Monday, June 09, 2014



What bills has Banks passed?

The Independent Police Conduct Authority will be investigating the police's decision not to prosecute John Banks. Good. meanwhile, one of the IPCA complainants raises a very interesting point:

"If you consider that if police had investigated at the time, which is now two years ago and Mr Banks had been prosecuted and found guilty, he would have been out of Parliament two years ago. That would have led to a by-election, so I'm quite concerned that there are political consequences to the fact that the police failed to prosecute," Brooking said.

"He [Banks] has been vital to the ability of the National Government to pass certain pieces of legislation and if he had not been there, who knows what the outcome of it all might have been."
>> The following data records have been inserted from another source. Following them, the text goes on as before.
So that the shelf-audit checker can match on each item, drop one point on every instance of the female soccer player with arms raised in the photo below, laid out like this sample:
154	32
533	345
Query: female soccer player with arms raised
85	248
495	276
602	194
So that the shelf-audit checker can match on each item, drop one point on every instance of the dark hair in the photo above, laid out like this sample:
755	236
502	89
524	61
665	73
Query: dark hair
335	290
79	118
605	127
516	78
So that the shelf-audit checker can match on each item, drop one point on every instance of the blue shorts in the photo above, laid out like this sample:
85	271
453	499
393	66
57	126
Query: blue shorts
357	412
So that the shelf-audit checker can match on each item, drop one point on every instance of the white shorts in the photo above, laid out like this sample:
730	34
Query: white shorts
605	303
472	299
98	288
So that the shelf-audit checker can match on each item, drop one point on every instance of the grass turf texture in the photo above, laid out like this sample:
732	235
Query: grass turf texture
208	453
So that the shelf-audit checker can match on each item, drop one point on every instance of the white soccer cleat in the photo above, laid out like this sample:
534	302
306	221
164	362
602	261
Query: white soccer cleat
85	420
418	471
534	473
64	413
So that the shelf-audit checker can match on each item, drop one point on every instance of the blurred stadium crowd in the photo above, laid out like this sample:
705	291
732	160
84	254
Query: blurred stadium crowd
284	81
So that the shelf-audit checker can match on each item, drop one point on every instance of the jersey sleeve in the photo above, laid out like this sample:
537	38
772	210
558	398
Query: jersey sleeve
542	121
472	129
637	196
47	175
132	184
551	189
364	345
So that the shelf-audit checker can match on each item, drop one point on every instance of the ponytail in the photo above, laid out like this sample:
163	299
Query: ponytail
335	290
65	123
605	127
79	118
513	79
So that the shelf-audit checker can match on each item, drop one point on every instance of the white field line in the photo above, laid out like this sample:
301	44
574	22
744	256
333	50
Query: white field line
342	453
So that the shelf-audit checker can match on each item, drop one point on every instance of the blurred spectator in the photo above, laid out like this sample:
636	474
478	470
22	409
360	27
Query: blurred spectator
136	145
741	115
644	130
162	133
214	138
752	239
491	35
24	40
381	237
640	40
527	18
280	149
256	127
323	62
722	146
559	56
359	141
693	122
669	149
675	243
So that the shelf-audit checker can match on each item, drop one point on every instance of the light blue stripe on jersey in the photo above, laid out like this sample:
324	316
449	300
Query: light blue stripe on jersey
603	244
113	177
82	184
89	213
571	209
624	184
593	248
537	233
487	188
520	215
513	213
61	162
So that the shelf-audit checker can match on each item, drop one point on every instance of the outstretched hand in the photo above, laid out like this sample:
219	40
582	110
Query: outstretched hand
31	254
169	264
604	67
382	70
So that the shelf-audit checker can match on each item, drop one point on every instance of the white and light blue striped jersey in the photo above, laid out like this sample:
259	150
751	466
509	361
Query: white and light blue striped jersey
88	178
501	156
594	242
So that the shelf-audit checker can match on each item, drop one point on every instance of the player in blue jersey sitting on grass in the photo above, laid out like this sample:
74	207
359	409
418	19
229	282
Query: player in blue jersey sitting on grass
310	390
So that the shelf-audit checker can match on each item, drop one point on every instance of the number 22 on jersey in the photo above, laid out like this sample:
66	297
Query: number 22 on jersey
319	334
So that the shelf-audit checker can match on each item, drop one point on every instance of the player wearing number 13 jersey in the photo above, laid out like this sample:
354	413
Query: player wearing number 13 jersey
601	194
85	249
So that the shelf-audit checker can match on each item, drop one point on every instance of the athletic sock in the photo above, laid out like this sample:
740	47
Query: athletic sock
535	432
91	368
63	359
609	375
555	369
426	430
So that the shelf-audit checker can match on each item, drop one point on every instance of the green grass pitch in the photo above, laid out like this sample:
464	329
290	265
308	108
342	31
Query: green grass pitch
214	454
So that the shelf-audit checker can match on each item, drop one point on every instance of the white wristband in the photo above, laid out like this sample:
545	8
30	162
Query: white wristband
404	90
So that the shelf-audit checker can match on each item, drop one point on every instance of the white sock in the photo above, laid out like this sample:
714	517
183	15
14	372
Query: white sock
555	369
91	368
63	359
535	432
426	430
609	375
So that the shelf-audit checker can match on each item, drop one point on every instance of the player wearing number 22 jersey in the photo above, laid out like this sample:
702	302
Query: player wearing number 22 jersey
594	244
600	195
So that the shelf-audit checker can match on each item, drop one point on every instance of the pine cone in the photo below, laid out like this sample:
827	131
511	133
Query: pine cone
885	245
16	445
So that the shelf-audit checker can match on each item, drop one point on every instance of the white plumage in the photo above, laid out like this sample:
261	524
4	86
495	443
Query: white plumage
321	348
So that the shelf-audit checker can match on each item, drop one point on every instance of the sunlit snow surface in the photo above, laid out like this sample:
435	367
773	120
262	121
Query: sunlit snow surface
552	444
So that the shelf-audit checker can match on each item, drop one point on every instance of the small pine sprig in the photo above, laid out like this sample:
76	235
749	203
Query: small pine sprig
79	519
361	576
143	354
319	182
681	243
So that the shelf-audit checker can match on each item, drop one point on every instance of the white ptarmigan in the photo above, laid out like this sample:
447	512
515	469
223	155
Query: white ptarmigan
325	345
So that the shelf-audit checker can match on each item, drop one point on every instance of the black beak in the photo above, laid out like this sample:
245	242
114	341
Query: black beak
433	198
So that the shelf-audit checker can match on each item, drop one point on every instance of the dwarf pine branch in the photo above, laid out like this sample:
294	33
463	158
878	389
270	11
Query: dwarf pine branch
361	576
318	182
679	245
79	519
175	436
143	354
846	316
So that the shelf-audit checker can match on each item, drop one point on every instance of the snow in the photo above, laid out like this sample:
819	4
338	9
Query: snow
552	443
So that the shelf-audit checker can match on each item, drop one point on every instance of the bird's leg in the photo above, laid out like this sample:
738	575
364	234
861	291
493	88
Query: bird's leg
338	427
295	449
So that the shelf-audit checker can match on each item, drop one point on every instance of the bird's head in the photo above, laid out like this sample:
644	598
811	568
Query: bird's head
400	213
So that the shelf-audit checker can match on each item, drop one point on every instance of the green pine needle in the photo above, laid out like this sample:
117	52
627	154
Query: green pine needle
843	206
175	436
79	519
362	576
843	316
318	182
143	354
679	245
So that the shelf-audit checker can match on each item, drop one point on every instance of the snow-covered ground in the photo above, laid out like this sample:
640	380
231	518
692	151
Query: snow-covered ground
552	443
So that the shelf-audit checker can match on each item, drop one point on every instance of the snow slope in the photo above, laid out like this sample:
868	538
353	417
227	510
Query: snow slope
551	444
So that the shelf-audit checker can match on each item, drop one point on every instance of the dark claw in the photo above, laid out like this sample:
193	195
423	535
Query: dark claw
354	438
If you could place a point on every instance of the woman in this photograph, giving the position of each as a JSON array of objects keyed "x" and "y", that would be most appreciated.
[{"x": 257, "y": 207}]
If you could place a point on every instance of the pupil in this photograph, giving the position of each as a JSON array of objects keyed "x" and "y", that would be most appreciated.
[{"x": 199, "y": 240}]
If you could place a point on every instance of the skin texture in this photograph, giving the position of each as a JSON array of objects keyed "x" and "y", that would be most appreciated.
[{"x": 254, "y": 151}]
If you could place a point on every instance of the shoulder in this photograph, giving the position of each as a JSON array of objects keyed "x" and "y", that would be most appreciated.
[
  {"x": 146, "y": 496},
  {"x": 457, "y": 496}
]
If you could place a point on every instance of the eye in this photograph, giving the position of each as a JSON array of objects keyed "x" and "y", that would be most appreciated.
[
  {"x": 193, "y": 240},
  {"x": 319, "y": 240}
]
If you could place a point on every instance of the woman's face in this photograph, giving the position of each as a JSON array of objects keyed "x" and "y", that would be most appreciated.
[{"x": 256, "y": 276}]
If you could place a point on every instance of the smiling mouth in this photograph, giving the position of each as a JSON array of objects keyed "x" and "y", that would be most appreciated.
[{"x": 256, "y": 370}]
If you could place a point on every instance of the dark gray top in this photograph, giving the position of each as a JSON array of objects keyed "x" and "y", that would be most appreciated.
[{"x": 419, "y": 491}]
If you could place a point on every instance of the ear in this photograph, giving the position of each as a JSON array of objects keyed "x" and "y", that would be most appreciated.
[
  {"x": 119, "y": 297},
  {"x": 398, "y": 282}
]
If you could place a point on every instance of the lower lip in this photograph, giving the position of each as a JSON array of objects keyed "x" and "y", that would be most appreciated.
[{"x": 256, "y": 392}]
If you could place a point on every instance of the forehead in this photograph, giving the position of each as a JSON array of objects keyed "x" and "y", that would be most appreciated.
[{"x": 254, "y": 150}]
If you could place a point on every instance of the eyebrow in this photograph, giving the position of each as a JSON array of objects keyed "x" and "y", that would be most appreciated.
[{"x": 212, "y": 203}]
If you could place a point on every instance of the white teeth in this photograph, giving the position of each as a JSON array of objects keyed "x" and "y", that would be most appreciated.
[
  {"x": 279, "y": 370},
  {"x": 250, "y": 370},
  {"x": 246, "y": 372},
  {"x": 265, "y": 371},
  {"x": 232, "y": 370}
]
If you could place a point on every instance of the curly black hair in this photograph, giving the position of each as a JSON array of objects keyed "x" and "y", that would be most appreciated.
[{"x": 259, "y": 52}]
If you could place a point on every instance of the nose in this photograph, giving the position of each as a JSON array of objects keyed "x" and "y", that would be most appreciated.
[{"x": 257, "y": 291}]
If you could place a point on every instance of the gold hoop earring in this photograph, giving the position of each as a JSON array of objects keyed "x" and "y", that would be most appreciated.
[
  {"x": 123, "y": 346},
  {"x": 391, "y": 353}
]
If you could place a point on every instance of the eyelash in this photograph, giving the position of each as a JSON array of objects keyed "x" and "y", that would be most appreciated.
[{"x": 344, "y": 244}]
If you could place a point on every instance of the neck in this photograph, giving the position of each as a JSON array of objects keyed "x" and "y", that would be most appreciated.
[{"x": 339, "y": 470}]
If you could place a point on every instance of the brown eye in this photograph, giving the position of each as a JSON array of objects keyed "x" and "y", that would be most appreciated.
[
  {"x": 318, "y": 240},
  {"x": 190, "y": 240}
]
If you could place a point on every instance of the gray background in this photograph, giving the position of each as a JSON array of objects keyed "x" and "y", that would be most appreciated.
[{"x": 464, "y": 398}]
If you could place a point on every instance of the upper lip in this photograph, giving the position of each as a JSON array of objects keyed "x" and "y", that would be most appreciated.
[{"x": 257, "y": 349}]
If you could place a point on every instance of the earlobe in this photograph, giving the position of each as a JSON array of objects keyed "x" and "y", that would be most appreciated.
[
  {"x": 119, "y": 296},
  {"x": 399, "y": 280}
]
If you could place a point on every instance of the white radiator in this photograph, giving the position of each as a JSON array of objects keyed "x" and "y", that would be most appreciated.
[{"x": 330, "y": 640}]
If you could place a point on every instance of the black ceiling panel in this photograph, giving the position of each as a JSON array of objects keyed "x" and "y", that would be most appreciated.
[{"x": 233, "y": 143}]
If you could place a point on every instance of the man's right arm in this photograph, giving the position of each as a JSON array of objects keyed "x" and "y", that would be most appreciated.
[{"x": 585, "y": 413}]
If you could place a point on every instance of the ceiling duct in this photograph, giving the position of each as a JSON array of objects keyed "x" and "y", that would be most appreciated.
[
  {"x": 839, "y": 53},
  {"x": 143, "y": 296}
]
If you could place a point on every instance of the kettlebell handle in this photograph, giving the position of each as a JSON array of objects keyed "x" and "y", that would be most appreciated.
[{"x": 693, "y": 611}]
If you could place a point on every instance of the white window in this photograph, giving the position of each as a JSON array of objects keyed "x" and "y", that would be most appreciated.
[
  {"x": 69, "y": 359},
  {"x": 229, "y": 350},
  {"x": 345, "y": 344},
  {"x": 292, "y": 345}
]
So what legislation has Banks' vote helped pass? Basically everything since the Agricultural Compounds and Veterinary Medicines Amendment Act 2012 (2012 No 58) - which includes the Exclusive Economic Zone and Continental Shelf (Environmental Effects) Act 2012 allowing offshore drilling, the Climate Change Response (Emissions Trading and Other Matters) Amendment Act 2012 which further gutted the ETS, and the Local Government Act 2002 Amendment Act 2012 allowing the Minister to impose local body dictatorships. If we allow time for the case to come to be tried (about seven months from the decision to stand trial), then he's still on the hook for the Environment Canterbury (Temporary Commissioners and Improved Water Management) Amendment Act 2013 which further extended the Canterbury dictatorship, the Minimum Wage (Starting-out Wage) Amendment Act 2013 which reintroduced youth rates, the Crown Minerals Amendment Act 2013 which banned anti-drilling protests, and of course the GCSB and TICS Acts. In some of these cases (notably the GCSB and TICS Acts) Banks' vote was crucial. In other words, the police's refusal to prosecute made a real difference to our law (and in the case of TICS, one that served their interests). And while a by-election would almost certainly have been won by National or another ACT glovepuppet, a week is a long time in politics. As Mr Brooking says, who knows what the outcome of it all might have been?